Publications : CD, articles
Petit exemple d’ “ethnologie participante” :
Zafer Dev, fils de Hayri, et moi concluons une soirée de l’été 2003 bien arrosée au rakı.
« … moi pressé de trouver le lieu et la formule »
(Rimbaud, Illuminations, « vagabonds »)
« Ethnomusicologie » : le mot n’est pas très joli… Pourtant, il désigne une discipline des sciences humaines dont il convient d’admirer d’abord la poésie, si sa méthode est de partir sur les routes, pour chercher “le lieu et la formule”… “Le lieu” : un pays, arrière-pays, paysage, habité par les détenteurs de “la formule” : chant, rythme, ritournelle. Selon mon expérience, c’est aussi simple que cela.

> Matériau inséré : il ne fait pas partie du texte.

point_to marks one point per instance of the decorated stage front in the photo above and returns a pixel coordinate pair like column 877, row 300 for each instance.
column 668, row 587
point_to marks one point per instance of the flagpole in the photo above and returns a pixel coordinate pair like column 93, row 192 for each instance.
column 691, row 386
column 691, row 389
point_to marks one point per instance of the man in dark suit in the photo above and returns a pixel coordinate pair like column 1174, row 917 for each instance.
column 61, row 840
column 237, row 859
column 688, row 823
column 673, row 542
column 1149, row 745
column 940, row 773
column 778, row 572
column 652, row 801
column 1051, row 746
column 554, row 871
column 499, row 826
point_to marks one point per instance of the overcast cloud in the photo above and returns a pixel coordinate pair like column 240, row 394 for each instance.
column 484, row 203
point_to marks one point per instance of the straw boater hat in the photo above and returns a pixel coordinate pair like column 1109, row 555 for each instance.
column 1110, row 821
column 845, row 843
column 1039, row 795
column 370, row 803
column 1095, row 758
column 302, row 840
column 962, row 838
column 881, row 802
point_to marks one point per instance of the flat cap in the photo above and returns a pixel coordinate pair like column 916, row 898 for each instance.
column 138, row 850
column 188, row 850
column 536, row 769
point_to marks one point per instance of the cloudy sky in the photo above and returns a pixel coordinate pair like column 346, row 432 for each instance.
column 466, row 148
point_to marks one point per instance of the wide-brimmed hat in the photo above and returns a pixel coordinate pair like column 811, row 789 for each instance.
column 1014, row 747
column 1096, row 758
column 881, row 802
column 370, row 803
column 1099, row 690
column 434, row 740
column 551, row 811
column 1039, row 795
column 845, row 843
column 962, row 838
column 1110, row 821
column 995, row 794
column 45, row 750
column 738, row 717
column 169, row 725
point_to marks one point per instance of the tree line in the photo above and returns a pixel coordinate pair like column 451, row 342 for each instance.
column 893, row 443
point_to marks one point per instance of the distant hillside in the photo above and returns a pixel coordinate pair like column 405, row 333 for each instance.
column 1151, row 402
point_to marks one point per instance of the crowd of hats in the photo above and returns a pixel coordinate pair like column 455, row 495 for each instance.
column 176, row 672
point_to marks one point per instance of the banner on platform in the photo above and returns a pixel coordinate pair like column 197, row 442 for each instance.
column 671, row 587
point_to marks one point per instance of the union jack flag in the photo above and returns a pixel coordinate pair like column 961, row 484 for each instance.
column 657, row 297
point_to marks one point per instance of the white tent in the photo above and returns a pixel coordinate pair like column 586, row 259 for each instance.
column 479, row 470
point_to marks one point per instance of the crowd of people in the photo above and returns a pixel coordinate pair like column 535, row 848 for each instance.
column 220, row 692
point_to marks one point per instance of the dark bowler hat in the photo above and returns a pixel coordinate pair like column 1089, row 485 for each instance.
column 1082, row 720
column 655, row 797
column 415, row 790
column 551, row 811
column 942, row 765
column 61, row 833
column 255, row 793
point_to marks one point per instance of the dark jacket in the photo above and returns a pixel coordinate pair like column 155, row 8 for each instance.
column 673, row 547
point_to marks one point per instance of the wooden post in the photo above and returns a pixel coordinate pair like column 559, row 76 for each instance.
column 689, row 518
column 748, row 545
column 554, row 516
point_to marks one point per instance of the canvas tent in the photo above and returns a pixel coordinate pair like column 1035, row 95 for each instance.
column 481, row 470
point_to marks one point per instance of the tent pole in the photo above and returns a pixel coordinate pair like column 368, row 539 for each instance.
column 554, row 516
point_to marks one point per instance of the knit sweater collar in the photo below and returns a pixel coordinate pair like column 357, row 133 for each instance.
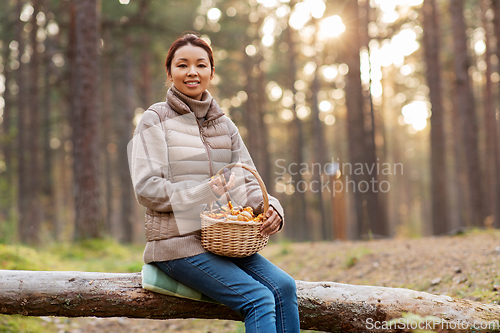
column 199, row 108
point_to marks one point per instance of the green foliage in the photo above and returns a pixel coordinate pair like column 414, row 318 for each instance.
column 355, row 255
column 18, row 324
column 92, row 255
column 24, row 258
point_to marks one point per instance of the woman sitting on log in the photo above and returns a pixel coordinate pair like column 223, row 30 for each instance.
column 177, row 147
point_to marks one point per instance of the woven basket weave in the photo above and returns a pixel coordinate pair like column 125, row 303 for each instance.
column 234, row 238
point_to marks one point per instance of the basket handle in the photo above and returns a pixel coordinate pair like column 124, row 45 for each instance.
column 256, row 175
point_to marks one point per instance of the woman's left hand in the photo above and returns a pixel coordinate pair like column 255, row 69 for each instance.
column 272, row 224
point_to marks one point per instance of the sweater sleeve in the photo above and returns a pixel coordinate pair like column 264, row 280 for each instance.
column 149, row 167
column 247, row 191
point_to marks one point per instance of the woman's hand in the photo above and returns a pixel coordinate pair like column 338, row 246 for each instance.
column 219, row 186
column 272, row 224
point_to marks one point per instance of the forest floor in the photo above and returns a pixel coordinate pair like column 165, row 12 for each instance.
column 463, row 266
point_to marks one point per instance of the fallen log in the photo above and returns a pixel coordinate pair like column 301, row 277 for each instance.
column 325, row 306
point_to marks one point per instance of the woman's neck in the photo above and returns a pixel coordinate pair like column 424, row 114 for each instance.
column 198, row 107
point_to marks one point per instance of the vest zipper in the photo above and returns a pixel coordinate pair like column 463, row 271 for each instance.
column 207, row 148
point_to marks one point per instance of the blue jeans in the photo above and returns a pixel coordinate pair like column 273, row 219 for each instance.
column 254, row 287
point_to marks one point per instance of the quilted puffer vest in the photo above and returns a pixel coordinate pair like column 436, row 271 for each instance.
column 195, row 153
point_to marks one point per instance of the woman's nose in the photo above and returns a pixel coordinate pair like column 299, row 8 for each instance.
column 192, row 71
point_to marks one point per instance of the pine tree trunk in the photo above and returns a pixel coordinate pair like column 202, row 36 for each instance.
column 324, row 229
column 33, row 213
column 125, row 132
column 467, row 111
column 299, row 217
column 490, row 126
column 440, row 223
column 370, row 212
column 88, row 220
column 107, row 131
column 22, row 194
column 263, row 136
column 47, row 185
column 6, row 140
column 496, row 26
column 324, row 306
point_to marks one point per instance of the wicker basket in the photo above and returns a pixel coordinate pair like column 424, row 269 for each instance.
column 234, row 238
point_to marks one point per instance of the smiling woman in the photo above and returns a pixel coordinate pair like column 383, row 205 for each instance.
column 177, row 147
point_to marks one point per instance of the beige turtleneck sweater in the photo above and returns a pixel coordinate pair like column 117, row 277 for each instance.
column 170, row 172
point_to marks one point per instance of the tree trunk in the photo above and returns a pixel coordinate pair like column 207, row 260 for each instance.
column 107, row 131
column 490, row 126
column 370, row 212
column 33, row 213
column 125, row 132
column 6, row 140
column 300, row 224
column 324, row 229
column 22, row 193
column 47, row 185
column 85, row 125
column 465, row 103
column 496, row 26
column 325, row 306
column 440, row 223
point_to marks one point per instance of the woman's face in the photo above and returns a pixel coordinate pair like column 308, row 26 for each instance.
column 190, row 70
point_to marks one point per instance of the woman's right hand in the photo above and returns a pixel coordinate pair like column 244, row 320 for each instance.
column 219, row 186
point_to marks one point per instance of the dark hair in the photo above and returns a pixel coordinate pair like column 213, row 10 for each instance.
column 185, row 40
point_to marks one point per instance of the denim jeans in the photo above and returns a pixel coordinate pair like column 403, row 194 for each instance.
column 254, row 287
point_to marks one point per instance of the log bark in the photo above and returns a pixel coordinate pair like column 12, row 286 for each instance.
column 325, row 306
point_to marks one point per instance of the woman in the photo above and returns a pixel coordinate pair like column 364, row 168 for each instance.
column 178, row 145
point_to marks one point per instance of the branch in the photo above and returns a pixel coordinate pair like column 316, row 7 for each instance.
column 325, row 306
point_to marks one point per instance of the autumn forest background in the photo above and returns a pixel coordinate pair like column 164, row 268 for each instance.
column 367, row 119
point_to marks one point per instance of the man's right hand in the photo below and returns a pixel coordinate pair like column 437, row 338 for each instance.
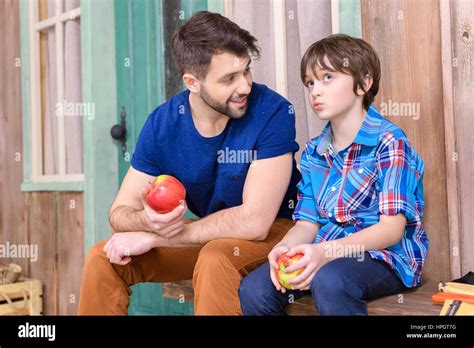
column 272, row 258
column 166, row 225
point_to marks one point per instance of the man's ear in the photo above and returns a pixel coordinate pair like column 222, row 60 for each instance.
column 368, row 81
column 192, row 82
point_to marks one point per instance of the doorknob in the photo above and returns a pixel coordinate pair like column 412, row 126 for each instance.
column 119, row 131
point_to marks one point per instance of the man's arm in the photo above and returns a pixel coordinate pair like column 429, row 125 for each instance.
column 264, row 189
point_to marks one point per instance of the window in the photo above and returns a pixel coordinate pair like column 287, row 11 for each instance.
column 56, row 111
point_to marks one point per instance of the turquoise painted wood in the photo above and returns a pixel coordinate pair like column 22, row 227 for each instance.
column 140, row 73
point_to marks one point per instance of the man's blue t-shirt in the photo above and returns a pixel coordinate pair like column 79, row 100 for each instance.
column 214, row 169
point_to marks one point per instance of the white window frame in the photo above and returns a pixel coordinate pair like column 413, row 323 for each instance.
column 35, row 26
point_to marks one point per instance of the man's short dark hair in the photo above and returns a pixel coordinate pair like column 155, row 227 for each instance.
column 348, row 55
column 206, row 34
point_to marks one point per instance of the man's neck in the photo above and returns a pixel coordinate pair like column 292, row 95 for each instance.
column 346, row 126
column 207, row 121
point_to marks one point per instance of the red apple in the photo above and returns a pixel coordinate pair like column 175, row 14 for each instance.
column 284, row 261
column 165, row 193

Non sans un vieux rêve de saisir la musique à sa source-même, qui serait plus accessible, immédiate, dans des mondes restreints et de pure oralité. Ni cet autre rêve, d’approcher des communautés, small communities as a human whole (R. Redfield), ou une « société contre l’état » (P. Clastres). L’ethnologie, l’ethnomusicologie : disciplines qui n’existent que dans et par le temps. Il faut plusieurs longs séjours, ou de nombreux allers-retours, et ce qu’on nomme le “terrain” est avant tout une histoire commune, conduite par la musique : un devenir, de fortes amitiés…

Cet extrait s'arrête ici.